Lara Resende: 'Basic interest rate in Brazil causes perplexity'
"Why so high?", the economist questions in an article in the newspaper Valor Econômico; Resende states that "the very high Brazilian rates have become even more difficult to explain in light of the deep recession of the last two years," and contrasts this with richer countries, whose rates are much lower than Brazil's.
247 - Economist Lara Resende analyzes in an article in the newspaper Valor Econômico that "since the stabilization of chronic inflation with the Real - and more than 20 years have passed - the basic interest rate in Brazil has caused perplexity among analysts," and questions: "why so high?".

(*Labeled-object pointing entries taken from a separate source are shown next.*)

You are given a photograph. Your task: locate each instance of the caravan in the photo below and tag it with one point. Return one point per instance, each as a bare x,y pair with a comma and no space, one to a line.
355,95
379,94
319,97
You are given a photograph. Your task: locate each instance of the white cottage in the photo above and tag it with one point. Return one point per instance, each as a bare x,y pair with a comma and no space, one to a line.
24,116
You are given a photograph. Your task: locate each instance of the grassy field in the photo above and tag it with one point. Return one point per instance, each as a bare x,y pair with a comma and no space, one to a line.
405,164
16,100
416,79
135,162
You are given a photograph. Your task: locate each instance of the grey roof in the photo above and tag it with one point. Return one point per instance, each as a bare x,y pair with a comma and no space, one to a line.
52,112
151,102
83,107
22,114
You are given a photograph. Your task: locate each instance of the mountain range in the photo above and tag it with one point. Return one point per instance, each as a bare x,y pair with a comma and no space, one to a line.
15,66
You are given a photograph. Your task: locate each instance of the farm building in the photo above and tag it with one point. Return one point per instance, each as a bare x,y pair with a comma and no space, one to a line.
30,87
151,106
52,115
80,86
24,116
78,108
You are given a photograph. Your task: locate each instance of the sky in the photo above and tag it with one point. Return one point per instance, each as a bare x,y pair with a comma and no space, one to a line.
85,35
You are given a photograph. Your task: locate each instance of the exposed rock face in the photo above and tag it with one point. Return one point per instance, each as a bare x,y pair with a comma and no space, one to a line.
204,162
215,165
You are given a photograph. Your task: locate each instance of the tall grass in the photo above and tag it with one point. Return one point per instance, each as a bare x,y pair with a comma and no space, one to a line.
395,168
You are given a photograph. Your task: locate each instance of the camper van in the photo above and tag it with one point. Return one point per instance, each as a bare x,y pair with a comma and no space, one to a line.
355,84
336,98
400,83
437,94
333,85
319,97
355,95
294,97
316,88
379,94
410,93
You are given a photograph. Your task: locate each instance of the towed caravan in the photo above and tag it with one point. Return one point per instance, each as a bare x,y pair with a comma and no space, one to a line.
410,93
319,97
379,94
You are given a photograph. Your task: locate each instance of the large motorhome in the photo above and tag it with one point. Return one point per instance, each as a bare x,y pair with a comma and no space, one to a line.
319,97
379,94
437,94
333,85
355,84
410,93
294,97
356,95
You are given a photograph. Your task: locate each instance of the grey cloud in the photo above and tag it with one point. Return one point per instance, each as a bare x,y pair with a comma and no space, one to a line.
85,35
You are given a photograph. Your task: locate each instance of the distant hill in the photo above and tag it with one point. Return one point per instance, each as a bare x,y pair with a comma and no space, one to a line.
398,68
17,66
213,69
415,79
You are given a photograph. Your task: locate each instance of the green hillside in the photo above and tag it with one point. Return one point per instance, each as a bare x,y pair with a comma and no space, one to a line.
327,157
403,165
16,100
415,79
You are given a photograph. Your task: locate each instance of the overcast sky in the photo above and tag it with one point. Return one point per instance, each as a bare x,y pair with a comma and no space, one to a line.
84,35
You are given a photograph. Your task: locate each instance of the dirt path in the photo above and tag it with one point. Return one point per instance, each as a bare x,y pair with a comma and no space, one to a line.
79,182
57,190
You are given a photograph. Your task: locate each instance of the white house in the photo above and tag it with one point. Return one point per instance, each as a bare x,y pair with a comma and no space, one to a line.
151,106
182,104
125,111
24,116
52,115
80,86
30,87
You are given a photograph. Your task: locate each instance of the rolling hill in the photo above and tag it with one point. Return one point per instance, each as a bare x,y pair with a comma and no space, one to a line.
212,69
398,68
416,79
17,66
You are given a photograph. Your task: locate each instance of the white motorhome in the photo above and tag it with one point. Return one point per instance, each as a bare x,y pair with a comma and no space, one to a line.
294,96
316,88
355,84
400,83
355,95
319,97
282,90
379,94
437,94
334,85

Resende states that "Brazil's very high rates have become even more difficult to explain in light of the deep recession of the last two years," and contrasts this with richer countries, whose rates are much lower than Brazil's.
"How is it possible that after two consecutive years of GDP decline and rising unemployment, which has already surpassed 12% of the workforce, the interest rate in Brazil remains so high, while in the developed world interest rates are exceptionally low? For almost a decade in the United States and Europe, and for three decades in Japan, interest rates have been very close to zero, or even negative, but in Brazil the nominal rate is in double digits and the real rate remains above 7% per year," writes the economist.
Lara Resende believes that Brazilian interest rates are not yet strongly influenced by a "conservative system".
"The revolutionary experience of central banks in the developed world since the great financial crisis of 2008 leaves no doubt: all macroeconomic models that adopt some version of the Quantity Theory of Money (QTM) are wrong and should be definitively retired. Central banks have increased the money supply on an unprecedented scale," says Lara Resende.